First Video Infrastructure Now Endpoints Drop

First Video Infrastructure Now Endpoints Drop

By Dave Michels March 19, 2013 Leave a Comment
Dave Michels
First Video Infrastructure Now Endpoints Drop by Dave Michels

Video communications has been spreading from the boardroom through conference rooms to the desktop over the past several years. But why stop there? 2013 is the year of video everywhere, just take a look here at in the Enterprise Connect exhibit hall. For the first time Vidtel and Blue Jeans have (adjacent) booths on the show floor. These companies have shown that video network infrastructure can be more economically delivered via the cloud (and software) and are replacing traditional hardware-based infrastructure. LifeSize, Polycom, and Vidyo also have as-a-service-based intentions too.

With infrastructure costs shrinking, what’s next? Dramatic changes on the end point side. One player in this market is Tely, based out of Silicon Valley. Instead of the traditional $5k to $50k room systems, Tely is showing high quality video conferencing in from a gadget. The Tely Labs Enterprise Edition appliance runs about $500 (HD TV not included), supports SIP and Skype and now can directly join meetings at Blue Jeans via an onscreen menu. The device can even support document sharing via the telyShare App, which allows live, secure sharing of images or documents with up to five remote participants.

Also at Enterprise Connect is AVer, which looks more like a traditional room system but at the market price point of $999. AVer solutions are compatible with most room systems. The firm announced partnerships with Compunetix and Vidtel at Enterprise Connect. The Compunetix global partnership is to develop, market and sell complete collaboration solutions that include
conference room video endpoints along with voice and video infrastructure. Global sales and marketing will be led by Chorus Call, a Compunetix sister company. Compunetix and AVer, together with Vidtel and BurstPoint, demonstrated a “Total Solution” initiative representing a full-featured video collaboration environment.

After years of video conferencing being about extremes (consumer PC video and super premium telepresence) the battle is being joined for the vast middle ground. Look for more activity in this area with more appliance companies making headway in the near future.

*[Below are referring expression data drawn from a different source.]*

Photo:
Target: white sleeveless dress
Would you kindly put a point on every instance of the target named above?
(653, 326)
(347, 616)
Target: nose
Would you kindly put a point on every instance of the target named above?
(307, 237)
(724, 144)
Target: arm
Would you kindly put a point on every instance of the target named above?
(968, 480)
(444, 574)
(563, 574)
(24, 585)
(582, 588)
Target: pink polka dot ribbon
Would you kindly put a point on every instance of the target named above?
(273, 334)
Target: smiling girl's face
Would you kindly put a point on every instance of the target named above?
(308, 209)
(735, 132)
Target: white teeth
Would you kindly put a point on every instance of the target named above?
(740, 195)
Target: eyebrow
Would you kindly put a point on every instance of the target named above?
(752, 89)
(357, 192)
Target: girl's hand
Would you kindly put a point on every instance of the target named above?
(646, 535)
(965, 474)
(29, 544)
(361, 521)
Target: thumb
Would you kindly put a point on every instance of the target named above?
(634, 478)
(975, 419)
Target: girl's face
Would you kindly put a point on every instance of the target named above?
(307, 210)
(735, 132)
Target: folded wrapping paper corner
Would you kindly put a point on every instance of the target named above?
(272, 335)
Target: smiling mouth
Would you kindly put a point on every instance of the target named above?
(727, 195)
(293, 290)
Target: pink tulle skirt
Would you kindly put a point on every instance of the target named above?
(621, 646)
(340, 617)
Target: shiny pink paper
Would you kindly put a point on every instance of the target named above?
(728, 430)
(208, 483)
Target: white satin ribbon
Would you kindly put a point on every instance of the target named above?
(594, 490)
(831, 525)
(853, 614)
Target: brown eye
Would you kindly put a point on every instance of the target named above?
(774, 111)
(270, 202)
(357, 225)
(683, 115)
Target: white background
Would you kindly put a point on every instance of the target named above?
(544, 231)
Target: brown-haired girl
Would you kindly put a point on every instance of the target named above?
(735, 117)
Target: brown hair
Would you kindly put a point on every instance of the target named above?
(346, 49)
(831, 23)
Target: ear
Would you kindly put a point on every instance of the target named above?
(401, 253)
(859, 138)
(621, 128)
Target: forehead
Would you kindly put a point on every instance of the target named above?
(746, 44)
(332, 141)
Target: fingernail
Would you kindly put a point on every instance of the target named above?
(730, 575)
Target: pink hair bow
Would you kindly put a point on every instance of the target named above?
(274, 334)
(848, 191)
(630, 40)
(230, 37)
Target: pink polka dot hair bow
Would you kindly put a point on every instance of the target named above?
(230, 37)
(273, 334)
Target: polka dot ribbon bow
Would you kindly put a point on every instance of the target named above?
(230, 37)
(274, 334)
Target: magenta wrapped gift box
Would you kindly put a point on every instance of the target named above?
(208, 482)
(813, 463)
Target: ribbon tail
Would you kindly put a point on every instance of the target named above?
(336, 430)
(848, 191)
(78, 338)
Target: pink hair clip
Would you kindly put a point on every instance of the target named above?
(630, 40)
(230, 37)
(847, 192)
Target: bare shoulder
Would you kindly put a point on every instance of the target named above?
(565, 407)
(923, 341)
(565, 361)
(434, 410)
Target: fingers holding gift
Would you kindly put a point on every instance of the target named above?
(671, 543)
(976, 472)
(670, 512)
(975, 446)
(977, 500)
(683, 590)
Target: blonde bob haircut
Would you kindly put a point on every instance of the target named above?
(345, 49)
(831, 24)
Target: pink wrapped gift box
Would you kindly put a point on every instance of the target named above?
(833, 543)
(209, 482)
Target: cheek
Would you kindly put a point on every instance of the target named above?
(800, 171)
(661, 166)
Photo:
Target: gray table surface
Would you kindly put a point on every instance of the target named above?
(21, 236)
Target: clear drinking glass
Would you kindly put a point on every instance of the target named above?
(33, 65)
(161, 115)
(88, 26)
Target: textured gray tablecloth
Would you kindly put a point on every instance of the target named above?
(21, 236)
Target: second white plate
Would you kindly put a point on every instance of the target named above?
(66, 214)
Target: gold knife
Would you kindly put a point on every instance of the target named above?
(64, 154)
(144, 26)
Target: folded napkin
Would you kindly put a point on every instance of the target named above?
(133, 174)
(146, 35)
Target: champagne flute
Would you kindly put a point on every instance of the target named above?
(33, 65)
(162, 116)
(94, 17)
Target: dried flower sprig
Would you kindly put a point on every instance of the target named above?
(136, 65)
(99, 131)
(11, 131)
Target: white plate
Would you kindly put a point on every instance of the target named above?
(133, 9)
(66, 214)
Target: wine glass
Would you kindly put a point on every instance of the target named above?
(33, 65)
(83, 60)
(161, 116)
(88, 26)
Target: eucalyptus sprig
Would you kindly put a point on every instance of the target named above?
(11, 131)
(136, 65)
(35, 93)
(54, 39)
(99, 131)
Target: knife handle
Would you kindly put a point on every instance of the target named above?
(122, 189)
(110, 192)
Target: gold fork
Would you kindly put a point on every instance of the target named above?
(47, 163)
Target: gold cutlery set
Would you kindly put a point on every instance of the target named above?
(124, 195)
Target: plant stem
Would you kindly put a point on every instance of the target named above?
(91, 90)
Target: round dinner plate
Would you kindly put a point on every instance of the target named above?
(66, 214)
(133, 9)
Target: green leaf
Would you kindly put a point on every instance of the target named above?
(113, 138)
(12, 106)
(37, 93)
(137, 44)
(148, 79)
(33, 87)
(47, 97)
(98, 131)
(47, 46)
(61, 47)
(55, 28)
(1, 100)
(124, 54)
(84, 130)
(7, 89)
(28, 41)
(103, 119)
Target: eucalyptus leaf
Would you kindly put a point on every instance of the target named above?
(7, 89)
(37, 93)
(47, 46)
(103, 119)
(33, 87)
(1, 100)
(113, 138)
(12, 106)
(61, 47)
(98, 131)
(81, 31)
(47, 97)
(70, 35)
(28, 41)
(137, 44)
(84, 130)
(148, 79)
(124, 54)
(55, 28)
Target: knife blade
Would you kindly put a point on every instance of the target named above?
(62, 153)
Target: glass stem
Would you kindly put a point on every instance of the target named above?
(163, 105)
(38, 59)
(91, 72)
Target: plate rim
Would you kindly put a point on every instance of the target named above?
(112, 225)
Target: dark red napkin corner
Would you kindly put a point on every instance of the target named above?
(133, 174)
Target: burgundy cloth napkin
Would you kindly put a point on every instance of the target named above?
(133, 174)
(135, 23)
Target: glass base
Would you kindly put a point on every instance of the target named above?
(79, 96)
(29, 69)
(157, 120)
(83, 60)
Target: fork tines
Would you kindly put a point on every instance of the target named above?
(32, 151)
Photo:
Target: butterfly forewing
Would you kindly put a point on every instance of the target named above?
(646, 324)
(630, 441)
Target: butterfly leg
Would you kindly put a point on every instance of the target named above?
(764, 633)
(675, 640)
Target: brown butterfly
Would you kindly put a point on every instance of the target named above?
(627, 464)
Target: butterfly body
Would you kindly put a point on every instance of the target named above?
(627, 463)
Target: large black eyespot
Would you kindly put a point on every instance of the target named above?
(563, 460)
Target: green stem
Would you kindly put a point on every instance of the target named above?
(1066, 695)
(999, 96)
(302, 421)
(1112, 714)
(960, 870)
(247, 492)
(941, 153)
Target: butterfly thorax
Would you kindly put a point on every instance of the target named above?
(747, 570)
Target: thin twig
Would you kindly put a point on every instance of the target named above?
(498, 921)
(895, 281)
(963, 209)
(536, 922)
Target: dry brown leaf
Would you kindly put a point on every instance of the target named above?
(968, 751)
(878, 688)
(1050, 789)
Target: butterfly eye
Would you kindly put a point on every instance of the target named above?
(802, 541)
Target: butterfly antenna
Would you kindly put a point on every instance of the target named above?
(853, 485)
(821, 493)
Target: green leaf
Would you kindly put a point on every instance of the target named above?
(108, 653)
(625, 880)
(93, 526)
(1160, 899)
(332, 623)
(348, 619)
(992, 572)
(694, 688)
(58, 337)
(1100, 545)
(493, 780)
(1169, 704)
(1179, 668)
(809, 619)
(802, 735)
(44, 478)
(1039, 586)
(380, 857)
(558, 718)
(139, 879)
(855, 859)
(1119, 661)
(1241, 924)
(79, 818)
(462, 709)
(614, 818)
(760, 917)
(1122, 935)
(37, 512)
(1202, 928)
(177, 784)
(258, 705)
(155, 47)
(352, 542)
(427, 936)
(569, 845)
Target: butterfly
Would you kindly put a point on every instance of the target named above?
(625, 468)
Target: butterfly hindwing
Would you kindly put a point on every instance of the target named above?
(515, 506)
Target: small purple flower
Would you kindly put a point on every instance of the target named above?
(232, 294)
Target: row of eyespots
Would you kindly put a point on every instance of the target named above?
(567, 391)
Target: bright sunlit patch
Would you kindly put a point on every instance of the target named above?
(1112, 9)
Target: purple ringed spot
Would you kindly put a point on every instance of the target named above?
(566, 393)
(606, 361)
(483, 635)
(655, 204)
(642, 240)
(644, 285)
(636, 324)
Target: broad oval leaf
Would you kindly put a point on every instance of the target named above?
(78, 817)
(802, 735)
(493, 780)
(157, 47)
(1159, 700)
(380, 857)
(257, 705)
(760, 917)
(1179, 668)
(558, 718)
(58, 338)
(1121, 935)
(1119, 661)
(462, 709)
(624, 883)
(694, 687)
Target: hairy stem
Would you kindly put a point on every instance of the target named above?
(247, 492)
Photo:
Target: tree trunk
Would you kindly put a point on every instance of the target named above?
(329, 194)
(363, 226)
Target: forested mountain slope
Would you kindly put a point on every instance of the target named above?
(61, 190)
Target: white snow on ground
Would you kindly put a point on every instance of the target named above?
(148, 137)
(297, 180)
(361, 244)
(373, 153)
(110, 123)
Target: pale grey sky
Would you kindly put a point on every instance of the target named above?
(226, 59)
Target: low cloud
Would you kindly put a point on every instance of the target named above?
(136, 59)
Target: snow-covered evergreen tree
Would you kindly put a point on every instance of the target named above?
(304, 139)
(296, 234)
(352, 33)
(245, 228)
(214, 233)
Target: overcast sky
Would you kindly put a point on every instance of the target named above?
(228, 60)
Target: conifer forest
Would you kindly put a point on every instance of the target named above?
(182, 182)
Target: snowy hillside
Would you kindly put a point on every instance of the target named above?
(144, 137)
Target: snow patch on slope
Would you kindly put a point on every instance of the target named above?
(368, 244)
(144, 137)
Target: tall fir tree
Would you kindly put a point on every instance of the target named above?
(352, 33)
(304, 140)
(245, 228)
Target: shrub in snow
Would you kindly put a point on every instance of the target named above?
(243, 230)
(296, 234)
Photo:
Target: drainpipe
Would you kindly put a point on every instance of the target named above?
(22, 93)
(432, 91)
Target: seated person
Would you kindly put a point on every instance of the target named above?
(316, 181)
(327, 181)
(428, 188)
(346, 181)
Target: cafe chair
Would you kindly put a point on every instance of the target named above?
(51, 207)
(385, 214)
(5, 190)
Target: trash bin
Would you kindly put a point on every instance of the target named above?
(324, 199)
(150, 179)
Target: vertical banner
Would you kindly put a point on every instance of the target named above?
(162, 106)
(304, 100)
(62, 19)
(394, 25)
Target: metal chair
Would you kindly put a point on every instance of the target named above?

The pure service model also has an interesting new entrant, Zoom is a “people-centric” cloud service that offers document sharing, video conferencing, and a full-featured mobile client. The company is on a mission to transform real time collaboration for the masses. It’s already hosted some 200,000 meetings, and claims to be the first service to offer a full iOS client that can both start or host meetings as well as screen share.

Zoom’s service is called Unified Meeting Experience (UMX) and at Enterprise Connect announced its service now offers an H.323 connector into enterprise room-based systems.

The Room Connector is a software that can be installed on a virtual machine. It can also support rooms with dual screens for simultaneous video and presentation streams. What makes it even more intriguing is the Room Connector also enables a hybrid premises/cloud solution. Administrative tasks and authentication runs in the public cloud while meetings remain in the private cloud. The Room Connector software is free, and the service runs $9.99/mo per host-capable seat.